On the Pugnane hill where Barolo, Monforte and Castiglione Falletto meet, the Ghisolfi family makes a few thousand bottles of traditional Barolo a year from vines they have tended for generations.
Backstory
The Ghisolfi family has grown grapes and made wine in Barolo since the 1600s. The current estate is run by brothers Enzo and Ivo Ghisolfi, who took over the family business in 1998 and shifted toward more environmentally minded, low-intervention farming.
The Region
Cascina Pugnane sits in the heart of the Barolo zone, on the Pugnane cru hill at the meeting point of three of the appellation's great communes. This is Nebbiolo country at its most storied.
Vineyards & Farming
The estate covers about 6 hectares, of which roughly 5.5 are planted to Nebbiolo for Barolo and to Dolcetto.
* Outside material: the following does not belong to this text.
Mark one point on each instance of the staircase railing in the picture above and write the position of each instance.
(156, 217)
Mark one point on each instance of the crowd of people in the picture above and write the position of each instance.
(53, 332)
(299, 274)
Farming is low-intervention, and grapes are hand-harvested. Production is genuinely small, with fewer than 2,500 bottles of Barolo leaving the cellar in a typical year.
Winemaking
The winemaking is unhurried and traditional. Nebbiolo ferments in stainless steel with extended maceration, then ages a minimum of two years in large Slavonian oak botti before release.
The Wines
The estate is best known for its Barolo crus, including Bussia and Pugnane (and Villero), released in limited quantities. They reflect the family's philosophy of careful farming and patient, classic Barolo winemaking.